Cannabis : ne pas mollir ! – L’invité du NF 27.03.14

Une nouvelle fois la Berne fédérale pose la question de la politique de la drogue sous prétexte que de nombreux Suisses en consomme et qu’il vaudrait dès lors mieux libéraliser et reconnaître de facto une réalité qui ne plaît à personne plutôt que de réaffirmer un non sec et cinglant à ces produits qui détruisent nombre de nos jeunes.

La politique a un rôle à jouer dans l’orientation de la population et ne se borne pas à une chambre d’enregistrement des modifications de la société voire même de toutes les déviances. Prendre et assumer des responsabilités, c’est aussi oser dire que tout n’est pas bon et que tout ne doit dès lors pas être légalisé. Faire confiance au libre choix de l’individu est la base de notre extraordinaire démocratie mais nous n’avons pas le droit de négliger les plus faibles qui ne peuvent par eux-mêmes décider librement et qui paieront ensuite le prix fort de ce laisser faire.

Bien sûr on va nous expliquer que la libéralisation sera limitée, qu’il vaut mieux pour les consommateurs disposer de produits de qualité (!) plutôt que de produits de provenance douteuse. On va ensuite nous faire croire que cette libéralisation du cannais n’est pas qu’une étape et on s’offusquera lorsqu’on évoquera la tactique du salami pour étendre la libéralisation. On ira probablement même jusqu’à présenter la culture du chanvre comme le salut de nos agriculteurs soumis chaque jour à une pression croissante. On nous jettera à la figure notre consommation de fendant sensée être plus néfaste que les drogues. On nous rappellera aussi combien nous autres habitants de régions rurales sommes des ploucs qui ne comprenons rien au développement actuel de la société urbaine et moderne. Peut-être même que les libéraux de tous bords pousseront le cynisme à renier les problèmes issus de la consommation de drogue.
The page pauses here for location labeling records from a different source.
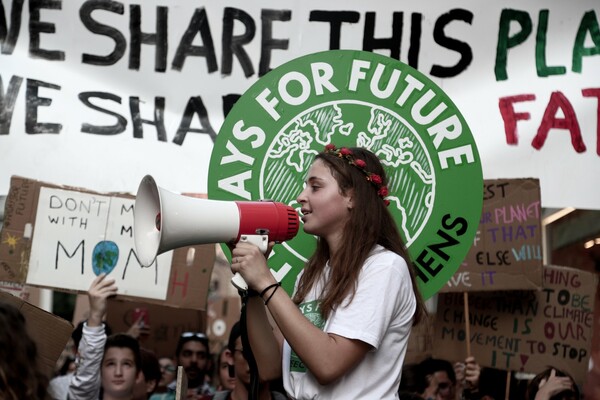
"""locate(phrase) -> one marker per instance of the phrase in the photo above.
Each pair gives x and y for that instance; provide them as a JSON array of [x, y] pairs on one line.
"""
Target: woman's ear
[[350, 199]]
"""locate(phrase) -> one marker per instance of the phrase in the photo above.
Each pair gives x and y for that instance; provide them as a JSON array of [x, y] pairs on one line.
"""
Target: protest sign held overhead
[[62, 237], [523, 330], [507, 249], [353, 98]]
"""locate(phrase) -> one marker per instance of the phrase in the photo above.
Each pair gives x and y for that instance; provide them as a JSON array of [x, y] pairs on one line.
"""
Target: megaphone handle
[[262, 241]]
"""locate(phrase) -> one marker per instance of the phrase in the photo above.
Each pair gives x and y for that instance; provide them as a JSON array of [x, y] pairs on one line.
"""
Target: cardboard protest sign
[[523, 330], [507, 250], [166, 323], [50, 332], [352, 98], [28, 293], [62, 237]]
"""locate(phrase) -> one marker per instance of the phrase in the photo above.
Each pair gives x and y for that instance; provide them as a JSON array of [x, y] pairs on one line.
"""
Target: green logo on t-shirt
[[355, 98], [312, 312]]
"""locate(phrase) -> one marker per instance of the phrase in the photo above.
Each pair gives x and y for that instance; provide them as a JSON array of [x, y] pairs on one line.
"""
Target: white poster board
[[147, 84], [79, 235]]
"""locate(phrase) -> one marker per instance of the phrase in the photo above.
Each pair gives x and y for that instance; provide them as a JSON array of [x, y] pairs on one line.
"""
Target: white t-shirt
[[380, 314]]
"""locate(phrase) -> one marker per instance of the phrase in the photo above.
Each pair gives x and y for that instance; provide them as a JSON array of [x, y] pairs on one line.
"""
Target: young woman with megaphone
[[344, 332]]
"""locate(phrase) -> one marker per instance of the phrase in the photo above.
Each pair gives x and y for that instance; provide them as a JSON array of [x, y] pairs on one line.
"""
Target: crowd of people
[[343, 334]]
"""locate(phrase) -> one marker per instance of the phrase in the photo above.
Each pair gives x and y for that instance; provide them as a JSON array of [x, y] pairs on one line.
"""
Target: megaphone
[[164, 220]]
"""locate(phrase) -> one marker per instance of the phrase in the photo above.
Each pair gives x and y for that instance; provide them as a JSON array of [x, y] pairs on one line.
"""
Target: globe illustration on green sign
[[400, 149], [356, 99]]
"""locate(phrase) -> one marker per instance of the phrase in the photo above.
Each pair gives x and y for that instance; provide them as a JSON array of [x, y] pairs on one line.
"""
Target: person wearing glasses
[[192, 353], [240, 370], [344, 332]]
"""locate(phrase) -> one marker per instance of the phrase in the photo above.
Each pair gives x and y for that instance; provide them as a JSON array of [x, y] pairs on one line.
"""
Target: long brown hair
[[370, 223], [21, 375]]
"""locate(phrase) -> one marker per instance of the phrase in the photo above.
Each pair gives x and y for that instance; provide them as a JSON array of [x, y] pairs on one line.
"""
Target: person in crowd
[[152, 375], [239, 369], [447, 381], [225, 372], [168, 370], [344, 332], [467, 378], [85, 383], [552, 384], [21, 374], [192, 353], [121, 368], [441, 379]]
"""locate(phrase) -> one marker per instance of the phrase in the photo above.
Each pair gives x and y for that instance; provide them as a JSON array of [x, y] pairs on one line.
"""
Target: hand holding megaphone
[[164, 221]]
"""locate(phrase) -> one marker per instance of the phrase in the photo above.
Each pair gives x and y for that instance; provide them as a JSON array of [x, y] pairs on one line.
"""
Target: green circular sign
[[356, 98]]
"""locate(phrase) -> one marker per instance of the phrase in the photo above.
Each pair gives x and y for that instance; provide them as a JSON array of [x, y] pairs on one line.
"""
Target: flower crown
[[376, 180]]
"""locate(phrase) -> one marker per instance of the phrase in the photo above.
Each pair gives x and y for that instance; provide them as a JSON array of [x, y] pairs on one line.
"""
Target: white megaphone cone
[[164, 221]]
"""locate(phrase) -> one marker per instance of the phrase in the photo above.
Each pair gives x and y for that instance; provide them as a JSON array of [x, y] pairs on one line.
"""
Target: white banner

La liberté doit aller de pair avec la responsabilité et ceci lui impose simplement une limitation. Dans la politique de la drogue, la réponse est simple, c’est une tolérance zéro. Toute ouverture fait payer le prix fort à nos jeunes qui hypothèquent leur avenir tant du côté de leur santé que de leur formation.

Accepter un assouplissement de la politique de la drogue, c’est jouer avec le futur de nos enfants. Nous n’en avons pas le droit.